Шатания земли замерли; остался только лёгкий трепет. Переулок гудел стонами и воплями; бежали мужчины без шляп, без сюртуков, растерзанные женщины, — кто в чём попало. Константинопольские дамы дома не стесняются туалетом; измученные жарою, они по целым дням валяются в своих тёмных спальнях, причём, разумеется, заботятся об одном — как можно более облегчить себя от одежды. Так как землетрясение приключилось немного позже полдня, поистине палящего, то легко представить, в каких наивных костюмах застало оно и выгнало на улицу злополучных красавиц Перы и Галаты. В саду Aux petits champs, куда сбежалось спасаться общество Перы, самыми приличными дамами оказались горничные, продавщицы из лавочек, магазинов, кельнерши пивных, то есть женщины служащие, обязанные с раннего утра быть одетыми. Что же касается барынь… право, мудрено придумать художника, который бы рискнул утешить публику точным изображением их группы в первые минуты по землетрясении. Наконец, нашлись решительные люди, сжалились над конфузом бедняжек: вошли в ещё трепещущие и готовые рухнуть при следующем подземном ударе дома, набрали пледов, платков, манто, первых, какие под руку попались, и прикрыли горемычных «Ев поневоле».
Горничную нашего отеля угораздило свалиться мне на руки в глубочайшем обмороке, и мне, попав в рыцари тоже поневоле, пришлось удирать из узкого и опасного переулка, спасая не только свою собственную особу, но и волоча добрых пять пудов бесчувственного тела. Это, конечно, значительно задерживало мою рысь, и ни один галерный каторжник, я думаю, не проклинал свою тачку сильнее, чем я свою толстомясую ношу. С завистью поглядывал я на спины моих товарищей по отелю, а в особенности на спины нашего хозяина и отельной прислуги, улепётывавших налегке с быстротою скаковых лошадей. Вот, когда я практически понял значение гандикапа наших спортсменов. Наконец, дотащился и я до сада и сложил на землю свой груз… боюсь, что с меньшею бережливостью, чем требовало того истинно христианское милосердие: по крайней мере, толстомясая девица что-то уж слишком скоро пришла в чувство и стала водить вокруг себя дикими глазами, ощупывая себя: жива, мол, я, или уже на том свете? Кругом — дикое отчаяние, во всех его градусах, от обмороков до истерического хохота, от коленопреклонений и молитв до проклятий и богохульства; дети, к удивлению, вели себя лучше взрослых. Словно — в морской качке. Дети очень редко страдают от морской болезни, и часто, когда весь пароход уже обращён волею Нептуна в юдоль стенаний, рвоты и проклятий, ребята, как ни в чём не бывало, резвятся на юте. Встреча с Мальтеном послужила мне твёрдою точкой опоры в круговороте искажённых лиц и горестных звуков и спасла от возможности заразиться паникою, подавляюще царившей над садом. Кроме Мальтена, вёл себя довольно спокойно петербургский адвокат. Но его спокойствие было какое-то жуткое, фаталистическое. Он стоял без шляпы, борода его веяла по ветру, глаза горели мистическим огнём. Я окликнул его. Он вздрогнул.

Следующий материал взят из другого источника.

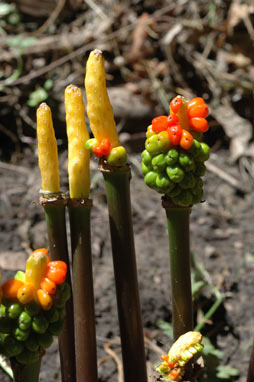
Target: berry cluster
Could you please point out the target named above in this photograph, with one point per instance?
(115, 156)
(182, 351)
(174, 156)
(33, 308)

— Как знать? — пробормотал он, сжимая мою руку, в ответ на свои мысли, — может-быть, это за меня.
— Что «за вас»?
— Страдает Константинополь.
Я дико взглянул на него:
— Никак, компатриот сошёл с ума от страха?

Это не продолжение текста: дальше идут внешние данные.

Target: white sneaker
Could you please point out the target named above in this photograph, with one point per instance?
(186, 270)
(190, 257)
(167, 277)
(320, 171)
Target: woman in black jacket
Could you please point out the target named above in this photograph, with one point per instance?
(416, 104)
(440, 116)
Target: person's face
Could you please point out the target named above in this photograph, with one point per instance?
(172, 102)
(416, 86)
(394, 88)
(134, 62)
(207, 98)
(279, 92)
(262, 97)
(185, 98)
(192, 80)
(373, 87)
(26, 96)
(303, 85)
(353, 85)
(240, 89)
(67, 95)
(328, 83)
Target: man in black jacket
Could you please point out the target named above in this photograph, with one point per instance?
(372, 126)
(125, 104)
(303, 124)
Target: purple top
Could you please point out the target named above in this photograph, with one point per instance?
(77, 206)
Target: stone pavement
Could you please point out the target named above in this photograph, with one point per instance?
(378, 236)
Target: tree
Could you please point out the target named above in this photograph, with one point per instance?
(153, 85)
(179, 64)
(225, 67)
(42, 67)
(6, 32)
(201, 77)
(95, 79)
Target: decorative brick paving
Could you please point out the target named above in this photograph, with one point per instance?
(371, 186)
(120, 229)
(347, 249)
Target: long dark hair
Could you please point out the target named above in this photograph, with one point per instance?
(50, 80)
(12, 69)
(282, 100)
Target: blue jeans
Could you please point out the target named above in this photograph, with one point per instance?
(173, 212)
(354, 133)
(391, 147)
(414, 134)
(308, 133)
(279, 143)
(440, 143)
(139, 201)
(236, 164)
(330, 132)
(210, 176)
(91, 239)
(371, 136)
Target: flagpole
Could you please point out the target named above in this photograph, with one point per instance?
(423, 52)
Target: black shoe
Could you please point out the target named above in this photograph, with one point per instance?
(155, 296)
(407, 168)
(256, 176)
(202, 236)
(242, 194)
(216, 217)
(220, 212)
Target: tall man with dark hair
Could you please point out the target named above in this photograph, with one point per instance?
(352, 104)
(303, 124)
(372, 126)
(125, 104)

У него в глазах стояли слёзы.
— Друг мой, я великий грешник. Я разрушил тысячу шестьсот браков. Может быть, Бог карает Стамбул именно за то, что я здесь… за моё богомерзкое присутствие…
— Ну, — возразил я бракоразводчику, — вы уж слишком самонадеянный грешник. Землетрясения в Царьграде не было четыреста лет, и — успокойтесь — за этот срок здесь совершались деяния не вашим чета. Если город не провалился сквозь землю после разных Махмудов, Селимов, Солиманов, и как, бишь, их там ещё, то логика Немезиды не позволяет ему провалиться только потому, что его надумался посетить русский бракоразводчик, с хорошею практикою…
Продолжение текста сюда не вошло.